Evaluation has lived in notebooks, in CI pipelines, in ad-hoc scripts maintained by whoever cared enough to write them. It has been a development-time activity, not a product-time one. The decision to make evaluation function authorship a UI action, available without a deployment step, is a statement about where evaluation belongs in the workflow. It belongs in the product, visible to anyone who uses the product, not hidden in engineering infrastructure that only some team members can access.

This matters for the composition of teams that can engage with evaluation. If writing an eval requires a Python environment and deployment access, the people who engage with eval are engineers. If writing an eval requires opening a browser and typing a function into a UI, the people who engage with eval expand to include anyone who understands the domain well enough to describe what good looks like. Domain experts, not just engineers, can define scoring criteria. That's a meaningful shift in who participates in the evaluation loop.

The pattern resembles what happened to analytics a decade ago, when BI tools moved query authorship from SQL developers to product managers and analysts.
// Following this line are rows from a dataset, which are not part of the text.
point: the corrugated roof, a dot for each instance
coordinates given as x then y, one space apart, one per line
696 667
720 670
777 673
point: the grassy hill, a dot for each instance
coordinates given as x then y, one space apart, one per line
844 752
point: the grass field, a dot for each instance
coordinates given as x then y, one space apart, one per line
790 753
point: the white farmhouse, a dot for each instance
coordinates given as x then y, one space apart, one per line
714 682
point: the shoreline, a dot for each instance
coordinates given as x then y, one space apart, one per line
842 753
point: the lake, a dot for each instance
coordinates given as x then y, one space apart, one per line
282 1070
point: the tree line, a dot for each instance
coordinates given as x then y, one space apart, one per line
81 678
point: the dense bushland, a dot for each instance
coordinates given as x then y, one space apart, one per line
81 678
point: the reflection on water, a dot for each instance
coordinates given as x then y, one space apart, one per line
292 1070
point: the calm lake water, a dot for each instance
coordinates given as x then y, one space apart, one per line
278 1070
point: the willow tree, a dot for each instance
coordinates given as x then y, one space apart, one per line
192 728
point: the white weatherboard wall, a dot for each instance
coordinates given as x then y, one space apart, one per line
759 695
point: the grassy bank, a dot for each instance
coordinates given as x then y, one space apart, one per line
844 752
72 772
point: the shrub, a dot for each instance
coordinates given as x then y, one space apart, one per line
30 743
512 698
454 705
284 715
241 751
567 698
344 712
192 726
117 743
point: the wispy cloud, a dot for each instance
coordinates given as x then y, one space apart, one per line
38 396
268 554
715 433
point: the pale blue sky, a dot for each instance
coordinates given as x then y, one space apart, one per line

The SQL was still running underneath. The interface changed who could write it. Phoenix's Code Evaluators do the same thing for evaluation logic: the function still runs, but the UI removes the barrier between having an evaluation criterion and having a deployed evaluation criterion.

As more agent platforms recognize that evaluation is a retention and trust driver (teams that can measure their agents are teams that continue to use them), the UI-native eval authorship pattern will spread. Phoenix shipped it first in the agent observability category. It will not be the last.

/Sources

/Key Takeaways

Phoenix v16.0.0's Code Evaluators let teams write custom scoring functions directly in the UI, server-side, with no deployment step. The friction between wanting a bespoke evaluation criterion and having one running in production is now close to zero.
The feature is less about the scoring logic itself and more about who gets to define evaluation criteria. UI-native eval authorship opens the evaluation loop to domain experts, not just engineers.
The ecosystem is heavily invested in execution infrastructure and underinvested in evaluation. One release this week directly addressed whether agents are doing the right thing. The rest improved how reliably agents do things.
Server-side eval execution is a strategic move: teams that embed custom scoring logic into Phoenix deepen their dependency on Arize's platform, raising switching costs and strengthening the commercial funnel.
The gap Phoenix doesn't close is real-time, in-process evaluation for long-horizon agent workflows. Post-hoc scoring works for experiment cycles. It is insufficient for agents operating at the upper end of the Autonomy Spectrum.